Accordingly the orders under review are hereby set aside.
"The Commission has before it the approval, disapproval, modification or cancellation of the above amended exclusive patronage (dual rate) contract.
"THEREFORE, IT IS ORDERED, That pursuant to sections 14b and 22 of the Shipping Act, 1916, an investigation and hearing is hereby instituted to determine whether the form of said exclusive patronage (dual rate) contract meets the requirements of section 14b, will be detrimental to the commerce of the United States or contrary to the public interest, or unjustly discriminatory or unfair as between shippers, exporters, importers, or ports, or between exporters from the United States and their foreign competitors, and whether the use of said form of exclusive patronage (dual rate) contract should be permitted or said contract should be ordered modified in any respect whatsoever pursuant to section 14b."
"This broad rulemaking mandate [of § 9] should move the Commission, for example, to deal with three matters which the National Industrial Traffic League has urged upon us and upon the House Committee. While we would be strongly opposed to trying to freeze into legislation the solution to any of these three problems, they present matters which it seems to us the Commission is equipped to an [sic] should deal with under its rulemaking function." Index to Legislative History of the Steamship Conference/Dual Rate Law, S.Doc.No. 100, 87th Cong., 1st Sess. 213 (1962).
"It is the expectation of the committee that a standard form of contract to be utilized by all conferences will be approved by the Board [now Commission] with such riders as may be required to suit the needs of a particular trade.
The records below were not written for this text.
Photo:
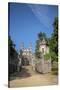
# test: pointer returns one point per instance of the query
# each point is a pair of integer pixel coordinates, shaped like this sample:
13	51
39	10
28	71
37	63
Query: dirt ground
27	77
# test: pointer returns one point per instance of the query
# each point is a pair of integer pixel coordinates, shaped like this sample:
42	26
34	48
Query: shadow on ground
20	75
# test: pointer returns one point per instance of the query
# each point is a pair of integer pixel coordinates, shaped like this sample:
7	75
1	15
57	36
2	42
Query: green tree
41	36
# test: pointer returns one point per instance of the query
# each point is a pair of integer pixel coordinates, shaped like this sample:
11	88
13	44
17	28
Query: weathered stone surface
43	66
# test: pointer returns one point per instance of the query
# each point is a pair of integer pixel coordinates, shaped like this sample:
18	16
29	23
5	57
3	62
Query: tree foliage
41	36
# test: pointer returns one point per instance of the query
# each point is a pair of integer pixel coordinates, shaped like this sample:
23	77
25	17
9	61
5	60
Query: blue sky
27	20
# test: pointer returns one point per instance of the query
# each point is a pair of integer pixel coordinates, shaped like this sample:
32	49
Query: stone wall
43	66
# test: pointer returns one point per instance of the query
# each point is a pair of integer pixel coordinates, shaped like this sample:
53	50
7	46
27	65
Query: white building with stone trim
44	48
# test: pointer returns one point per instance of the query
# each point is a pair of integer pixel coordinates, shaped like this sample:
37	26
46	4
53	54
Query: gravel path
27	77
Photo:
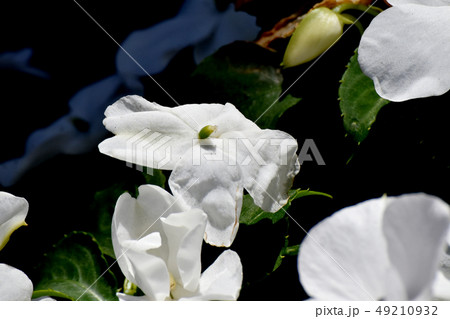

This will greatly simplify the problem of shippers, who, of necessity must be members of a number of conferences, with respect to interpretation and application of differing provisions." Senate Committee on Commerce, Index to the Legislative History of the Steamship Conference/Dual Rate Law, S.Doc.No. 100, 87th Cong., 1st Sess. 120 (1962).
This objective was further emphasized by the Antitrust Subcommittee of the Committee on the Judiciary which played a major role (see Index to the Legislative History of the Steamship Conference/Dual Rate Law, supra, 117) in the formulation of Public Law 87-346 when it subsequently said:
"The Federal Maritime Commission should establish minimal standards for dual-rate contracts beyond those set forth in Public Law 87-346 and should devise and publish a basic form contract to be used by all conferences." H.Rept. No. 1419, 87th Cong., 2d Sess., page 390 (1962).
Petitioners argue that the House Reports should be paid little heed because the House-passed bill was amended in certain regards in the Senate. These amendments, however, had no bearing upon the need for uniform contracts. If anything, they strengthened the statutory position of the Commission from what it had been under the House-drafted bill. Thus the report of the House managers of the bill, after the Senate-House conference, stated that:
"The House authorized the Commission to make rules and regulations necessary under specified sections of the act: the Senate amended by broadening the authority to include the entire act. The House receded from its position." Index to the Legislative History of the Steamship Conference/Dual Rate Law, supra, 445.